[PATCH v1 1/3] drm/buddy: add a flag to disable trimming of non cleared blocks
From: Pierre-Eric Pelloux-Prayer
Date: Wed Jul 02 2025 - 12:14:17 EST
A vkcts test case is triggering a case where the drm buddy allocator
wastes lots of memory and performs badly:
dEQP-VK.memory.allocation.basic.size_8KiB.reverse.count_4000
For each memory pool type, the test will allocate 4000 8kB objects,
and then will release them. The alignment request is 256kB.

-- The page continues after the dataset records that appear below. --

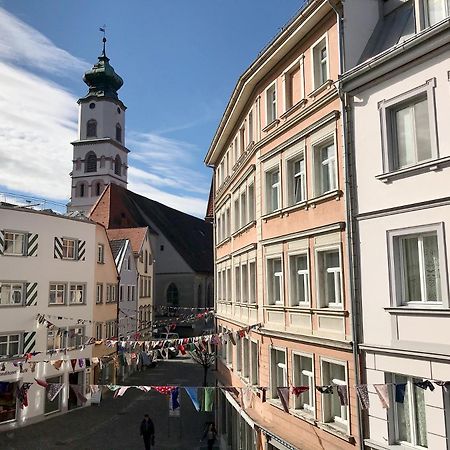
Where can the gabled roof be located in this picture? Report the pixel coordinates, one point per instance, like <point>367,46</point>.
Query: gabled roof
<point>119,208</point>
<point>136,236</point>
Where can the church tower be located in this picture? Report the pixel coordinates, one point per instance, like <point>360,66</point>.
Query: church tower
<point>99,154</point>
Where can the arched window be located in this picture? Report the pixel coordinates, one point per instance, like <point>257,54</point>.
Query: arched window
<point>118,166</point>
<point>98,188</point>
<point>118,132</point>
<point>81,190</point>
<point>90,162</point>
<point>172,295</point>
<point>91,128</point>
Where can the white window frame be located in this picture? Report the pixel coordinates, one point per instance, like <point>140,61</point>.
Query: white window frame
<point>273,392</point>
<point>22,291</point>
<point>316,83</point>
<point>15,234</point>
<point>270,281</point>
<point>74,287</point>
<point>308,408</point>
<point>305,276</point>
<point>322,290</point>
<point>385,107</point>
<point>393,236</point>
<point>272,104</point>
<point>64,291</point>
<point>326,401</point>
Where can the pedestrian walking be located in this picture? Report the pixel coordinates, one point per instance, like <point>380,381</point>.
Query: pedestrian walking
<point>148,432</point>
<point>210,435</point>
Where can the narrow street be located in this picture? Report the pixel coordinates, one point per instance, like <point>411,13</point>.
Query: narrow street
<point>114,424</point>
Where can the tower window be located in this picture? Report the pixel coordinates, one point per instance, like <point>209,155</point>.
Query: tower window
<point>118,133</point>
<point>118,166</point>
<point>91,128</point>
<point>90,162</point>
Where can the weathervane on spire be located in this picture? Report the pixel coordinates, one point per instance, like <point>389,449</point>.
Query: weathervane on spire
<point>103,30</point>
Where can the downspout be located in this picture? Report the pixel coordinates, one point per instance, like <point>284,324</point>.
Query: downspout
<point>346,133</point>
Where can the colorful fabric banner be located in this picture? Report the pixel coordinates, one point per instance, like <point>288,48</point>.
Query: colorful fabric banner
<point>383,394</point>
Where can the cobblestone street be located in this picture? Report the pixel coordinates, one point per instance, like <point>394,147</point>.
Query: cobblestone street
<point>114,424</point>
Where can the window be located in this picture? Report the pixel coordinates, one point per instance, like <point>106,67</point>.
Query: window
<point>325,168</point>
<point>436,10</point>
<point>299,280</point>
<point>333,412</point>
<point>293,86</point>
<point>68,248</point>
<point>11,294</point>
<point>14,243</point>
<point>250,127</point>
<point>118,133</point>
<point>417,263</point>
<point>272,190</point>
<point>90,162</point>
<point>99,293</point>
<point>172,295</point>
<point>57,294</point>
<point>329,278</point>
<point>76,294</point>
<point>320,63</point>
<point>274,281</point>
<point>91,128</point>
<point>297,180</point>
<point>99,331</point>
<point>304,376</point>
<point>244,270</point>
<point>10,345</point>
<point>237,284</point>
<point>271,104</point>
<point>252,277</point>
<point>278,370</point>
<point>100,253</point>
<point>409,417</point>
<point>118,166</point>
<point>254,377</point>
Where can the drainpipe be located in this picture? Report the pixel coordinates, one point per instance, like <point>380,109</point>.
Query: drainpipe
<point>349,187</point>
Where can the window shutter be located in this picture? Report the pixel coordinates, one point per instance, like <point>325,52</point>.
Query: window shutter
<point>32,245</point>
<point>57,253</point>
<point>31,294</point>
<point>29,341</point>
<point>81,250</point>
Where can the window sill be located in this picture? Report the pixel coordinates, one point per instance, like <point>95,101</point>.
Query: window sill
<point>294,108</point>
<point>300,414</point>
<point>271,125</point>
<point>336,431</point>
<point>321,88</point>
<point>244,228</point>
<point>428,166</point>
<point>433,310</point>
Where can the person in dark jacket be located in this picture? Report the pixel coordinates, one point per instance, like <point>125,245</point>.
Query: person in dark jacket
<point>148,432</point>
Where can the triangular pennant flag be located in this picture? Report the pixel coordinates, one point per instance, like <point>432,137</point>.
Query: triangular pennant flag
<point>283,393</point>
<point>193,395</point>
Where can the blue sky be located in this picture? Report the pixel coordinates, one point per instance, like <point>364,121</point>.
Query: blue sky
<point>180,60</point>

For each object, the allocator will select a 256kB block (to
match the alignment), and then trim it to 8kB, adding lots of free
entries to the free_lists of order 5 to 1.

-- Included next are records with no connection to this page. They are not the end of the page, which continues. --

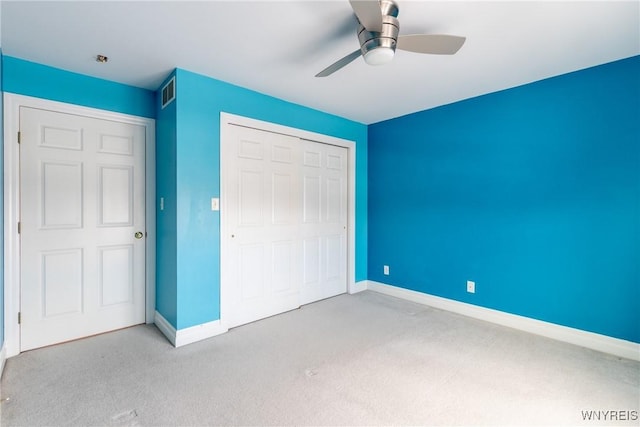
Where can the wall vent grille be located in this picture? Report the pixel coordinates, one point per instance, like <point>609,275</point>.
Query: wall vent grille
<point>169,92</point>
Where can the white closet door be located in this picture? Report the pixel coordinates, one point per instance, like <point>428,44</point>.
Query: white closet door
<point>262,194</point>
<point>324,221</point>
<point>82,201</point>
<point>285,216</point>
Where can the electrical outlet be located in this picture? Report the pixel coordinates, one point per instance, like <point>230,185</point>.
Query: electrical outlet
<point>471,287</point>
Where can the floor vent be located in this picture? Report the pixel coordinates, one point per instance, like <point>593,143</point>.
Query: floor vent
<point>169,92</point>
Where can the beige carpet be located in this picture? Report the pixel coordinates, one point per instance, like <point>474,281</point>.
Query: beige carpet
<point>365,359</point>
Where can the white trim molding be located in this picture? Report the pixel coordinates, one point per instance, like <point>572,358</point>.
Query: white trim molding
<point>3,358</point>
<point>190,335</point>
<point>360,286</point>
<point>12,104</point>
<point>603,343</point>
<point>227,120</point>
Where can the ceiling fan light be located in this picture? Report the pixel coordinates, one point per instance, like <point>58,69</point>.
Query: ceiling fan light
<point>379,56</point>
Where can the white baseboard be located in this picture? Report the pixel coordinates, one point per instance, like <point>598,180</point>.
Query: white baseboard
<point>188,335</point>
<point>360,286</point>
<point>603,343</point>
<point>3,358</point>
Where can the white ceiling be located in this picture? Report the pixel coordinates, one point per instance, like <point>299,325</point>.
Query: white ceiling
<point>276,47</point>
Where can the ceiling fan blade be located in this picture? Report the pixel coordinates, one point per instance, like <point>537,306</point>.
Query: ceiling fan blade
<point>339,64</point>
<point>368,13</point>
<point>437,44</point>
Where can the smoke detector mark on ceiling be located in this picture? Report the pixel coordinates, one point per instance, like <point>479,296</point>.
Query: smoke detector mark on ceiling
<point>169,92</point>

On deallocation, none of these objects will be merged with their
buddy because their "clear status" is different: only the block
that was handed over to the driver might come back cleared.

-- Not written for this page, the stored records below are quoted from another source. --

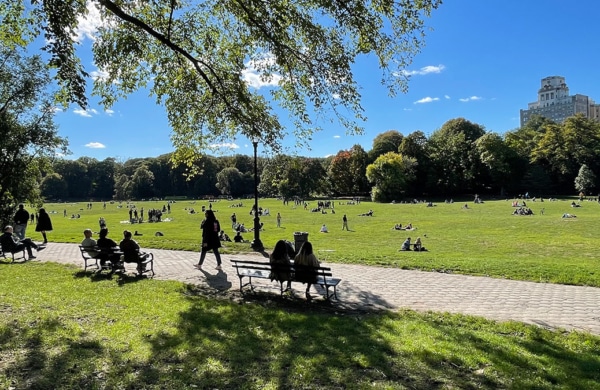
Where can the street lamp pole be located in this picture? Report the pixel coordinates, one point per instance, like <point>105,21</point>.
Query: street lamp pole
<point>256,244</point>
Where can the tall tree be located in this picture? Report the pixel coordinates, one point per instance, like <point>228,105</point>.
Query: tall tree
<point>385,142</point>
<point>142,183</point>
<point>585,180</point>
<point>194,58</point>
<point>230,181</point>
<point>501,160</point>
<point>28,135</point>
<point>454,157</point>
<point>415,145</point>
<point>347,172</point>
<point>390,174</point>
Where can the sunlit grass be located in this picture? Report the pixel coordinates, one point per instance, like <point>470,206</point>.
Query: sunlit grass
<point>62,328</point>
<point>485,239</point>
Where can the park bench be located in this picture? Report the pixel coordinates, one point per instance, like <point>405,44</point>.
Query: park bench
<point>113,266</point>
<point>262,270</point>
<point>14,255</point>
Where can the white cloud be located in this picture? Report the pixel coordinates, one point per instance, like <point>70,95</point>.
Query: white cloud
<point>424,70</point>
<point>426,100</point>
<point>99,74</point>
<point>251,74</point>
<point>95,145</point>
<point>86,113</point>
<point>471,98</point>
<point>88,25</point>
<point>227,145</point>
<point>82,113</point>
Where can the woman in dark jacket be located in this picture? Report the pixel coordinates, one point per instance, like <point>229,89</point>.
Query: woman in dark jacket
<point>210,238</point>
<point>280,258</point>
<point>44,224</point>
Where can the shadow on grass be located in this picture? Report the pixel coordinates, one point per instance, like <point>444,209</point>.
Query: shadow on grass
<point>265,340</point>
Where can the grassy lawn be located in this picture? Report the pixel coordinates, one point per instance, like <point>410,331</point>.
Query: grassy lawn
<point>485,239</point>
<point>62,328</point>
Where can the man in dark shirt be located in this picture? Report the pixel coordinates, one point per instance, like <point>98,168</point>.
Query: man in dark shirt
<point>21,219</point>
<point>11,243</point>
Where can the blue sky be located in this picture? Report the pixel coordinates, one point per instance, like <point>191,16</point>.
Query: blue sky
<point>483,61</point>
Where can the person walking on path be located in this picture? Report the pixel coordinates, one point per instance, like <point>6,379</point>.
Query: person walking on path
<point>21,219</point>
<point>44,224</point>
<point>345,222</point>
<point>210,238</point>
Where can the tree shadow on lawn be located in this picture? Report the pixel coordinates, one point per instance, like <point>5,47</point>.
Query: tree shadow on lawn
<point>263,339</point>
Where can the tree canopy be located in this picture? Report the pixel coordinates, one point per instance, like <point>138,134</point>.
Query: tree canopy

Also since the test don't allocate much memory, the allocator don't
need to force the merge process so it will repeat the same logic
for each run.
As a result, after the first run (which takes about 6sec), the
freelists look like this:
chunk_size: 4KiB, total: 16368MiB, free: 15354MiB, clear_free: 397MiB
[...]
order- 5 free: 1914 MiB, blocks: 15315
order- 4 free: 957 MiB, blocks: 15325
order- 3 free: 480 MiB, blocks: 15360
order- 2 free: 239 MiB, blocks: 15347
order- 1 free: 238 MiB, blocks: 30489
After the second run (19 sec):
chunk_size: 4KiB, total: 16368MiB, free: 15374MiB, clear_free: 537MiB
[...]
order- 5 free: 3326 MiB, blocks: 26615
order- 4 free: 1663 MiB, blocks: 26619
order- 3 free: 833 MiB, blocks: 26659
order- 2 free: 416 MiB, blocks: 26643
order- 1 free: 414 MiB, blocks: 53071
list_insert_sorted is part of the problem here since it iterates
over the free_list to figure out where to insert the new blocks.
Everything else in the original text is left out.